The world’s deepest earthquakes don’t make much of a ruckus in human terms, but seismologists are deeply interested in them because they’re not supposed to happen. Rocks soften as they heat up, and at depths below around 50 kilometers they’re generally so hot that they flow instead of breaking. No rupturing means no earthquakes. That’s why the San Andreas fault just peters out at its base, and it’s a major reason why the Earth’s outer shell can slide around in continent-sized pieces called tectonic plates.

Nevertheless, somehow certain rocks can rupture and release stress—creating earthquakes—as deep as 700 kilometers, the boundary between the upper and lower mantle. So deep quakes are potent clues to interesting science in a part of the earth where we have almost no direct evidence. Deep quakes happen where plates are being pulled down into the mantle in the process called subduction. Subducting plates are naturally much colder than the rock around them, so the general thinking is that they remain brittle to a greater depth. But the details are still puzzling.

In the Science paper, a team including UC Santa Cruz’s Thorne Lay and his graduate student Lingling Ye assigned the 2013 Russia quake the same magnitude, 8.3, as the 1994 Bolivia quake. But in fact it had one-third more energy, just not enough for an 8.4. So that was a nice thing to learn. The team relied on the excellent data from the USArray network, a decade-long experiment that’s been stationing large groups of seismometers around the country in a gigantic version of a doctor positioning a stethoscope on a patient’s body. Here’s a snapshot of the seismic waves from the 2013 quake sweeping from Russia across the USArray.

Seismic waves from the Russia earthquake of 24 May 2013
From the Recent Earthquake Teachable Moments page of the IRIS consortium.
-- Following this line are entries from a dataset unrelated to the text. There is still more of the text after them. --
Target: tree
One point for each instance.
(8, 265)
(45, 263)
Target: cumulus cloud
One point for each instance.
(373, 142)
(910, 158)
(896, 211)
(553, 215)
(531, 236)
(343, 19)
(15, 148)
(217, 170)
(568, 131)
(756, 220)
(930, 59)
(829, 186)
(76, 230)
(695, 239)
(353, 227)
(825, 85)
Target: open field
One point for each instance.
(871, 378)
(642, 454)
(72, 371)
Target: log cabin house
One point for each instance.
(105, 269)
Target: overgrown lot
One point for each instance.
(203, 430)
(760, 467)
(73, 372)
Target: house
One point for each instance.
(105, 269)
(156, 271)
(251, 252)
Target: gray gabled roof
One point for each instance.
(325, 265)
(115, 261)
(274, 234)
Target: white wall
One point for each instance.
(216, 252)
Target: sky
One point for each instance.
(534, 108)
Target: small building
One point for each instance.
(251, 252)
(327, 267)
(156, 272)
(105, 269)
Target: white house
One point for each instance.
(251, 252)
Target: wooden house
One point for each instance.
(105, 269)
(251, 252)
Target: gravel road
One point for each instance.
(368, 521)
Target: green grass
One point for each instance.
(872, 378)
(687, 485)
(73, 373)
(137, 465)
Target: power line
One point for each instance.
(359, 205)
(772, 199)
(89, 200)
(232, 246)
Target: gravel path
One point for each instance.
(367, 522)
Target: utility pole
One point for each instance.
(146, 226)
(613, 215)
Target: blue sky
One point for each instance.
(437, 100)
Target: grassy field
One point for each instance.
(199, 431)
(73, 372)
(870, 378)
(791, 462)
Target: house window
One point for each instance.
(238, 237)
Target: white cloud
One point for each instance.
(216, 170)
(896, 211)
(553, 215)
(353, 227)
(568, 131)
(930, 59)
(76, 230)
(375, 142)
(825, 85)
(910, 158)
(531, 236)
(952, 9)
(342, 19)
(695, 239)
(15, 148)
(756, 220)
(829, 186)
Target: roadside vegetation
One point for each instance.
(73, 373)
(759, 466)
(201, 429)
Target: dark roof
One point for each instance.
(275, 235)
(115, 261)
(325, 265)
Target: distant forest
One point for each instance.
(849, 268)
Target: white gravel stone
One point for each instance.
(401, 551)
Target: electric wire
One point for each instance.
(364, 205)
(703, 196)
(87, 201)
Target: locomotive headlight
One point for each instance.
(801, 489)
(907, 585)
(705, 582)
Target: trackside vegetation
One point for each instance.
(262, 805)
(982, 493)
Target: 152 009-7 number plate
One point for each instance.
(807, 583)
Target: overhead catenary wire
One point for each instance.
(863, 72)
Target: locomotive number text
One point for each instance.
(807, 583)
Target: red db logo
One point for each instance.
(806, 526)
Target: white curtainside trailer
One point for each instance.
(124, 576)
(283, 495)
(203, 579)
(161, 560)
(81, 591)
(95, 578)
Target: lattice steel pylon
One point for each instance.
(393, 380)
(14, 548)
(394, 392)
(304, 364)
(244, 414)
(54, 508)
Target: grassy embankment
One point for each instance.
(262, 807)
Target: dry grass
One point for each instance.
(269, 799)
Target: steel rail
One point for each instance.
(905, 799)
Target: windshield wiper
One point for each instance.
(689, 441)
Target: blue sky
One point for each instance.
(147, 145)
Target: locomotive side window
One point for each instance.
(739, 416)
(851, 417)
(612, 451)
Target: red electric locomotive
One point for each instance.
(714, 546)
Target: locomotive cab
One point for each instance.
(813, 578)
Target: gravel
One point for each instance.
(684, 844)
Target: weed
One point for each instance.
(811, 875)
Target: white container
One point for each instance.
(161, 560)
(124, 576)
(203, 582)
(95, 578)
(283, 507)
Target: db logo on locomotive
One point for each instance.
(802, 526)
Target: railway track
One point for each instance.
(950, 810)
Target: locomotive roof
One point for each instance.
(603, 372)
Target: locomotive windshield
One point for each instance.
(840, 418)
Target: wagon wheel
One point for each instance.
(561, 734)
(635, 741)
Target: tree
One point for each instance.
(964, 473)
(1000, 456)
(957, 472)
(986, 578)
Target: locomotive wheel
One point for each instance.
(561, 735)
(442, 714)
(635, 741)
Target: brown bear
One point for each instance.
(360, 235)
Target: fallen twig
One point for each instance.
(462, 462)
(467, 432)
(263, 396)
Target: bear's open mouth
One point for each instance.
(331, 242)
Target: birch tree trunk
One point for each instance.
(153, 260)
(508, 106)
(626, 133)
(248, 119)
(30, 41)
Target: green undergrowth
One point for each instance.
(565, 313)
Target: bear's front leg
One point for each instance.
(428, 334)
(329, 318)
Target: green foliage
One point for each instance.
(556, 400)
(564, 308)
This is one frame of an animation of the 2013 Sea of Okhotsk earthquake records. The total up-and-down ground motion was about half a millimeter.

Ye and Lay’s team mapped the deep rupture as a large, nearly horizontal fault inside the subducting plate. They were able to determine that the upper side of the fault slid and scraped over the bottom side more than 30 feet (9.9 meters) in 30 seconds. They detected only a few small aftershocks, but that’s common in deep earthquakes—the long-lasting aftershock sequences familiar in shallow quakes are muffled in these deep-seated rocks.

Rupture zone of the 2013 Sea of Okhotsk quake
Rupture zone of the 2013 Sea of Okhotsk quake mapped in pink; each ring inside the outline represents 2.2 meters of slip. Blue dots are aftershocks, each about magnitude 4. Large round symbols show the orientation of the slip motion for the 8.3 quake and two earlier earthquakes in 2008. Dashed contour lines show the top of the subducting Pacific plate. Arrows show the motion of the rock during the rupture. The land on the east is the west coast of the Kamchatka Peninsula. From figure 1 of Ye et al., “Energy release of the 2013 Mw 8.3 Sea of Okhotsk earthquake and deep slab stress heterogeneity,” Science vol. 341, pp. 1380-1384.

Compared to the 1994 Bolivia quake, the 2013 Russia event was much louder—that is, it sent out more of its energy as seismic waves. The speed at which the rock ruptured was four times greater in Russia than in Bolivia. And the amount of stress released at a given spot was much smaller in Russia than in Bolivia. In these respects the Russia quake resembled shallow earthquakes.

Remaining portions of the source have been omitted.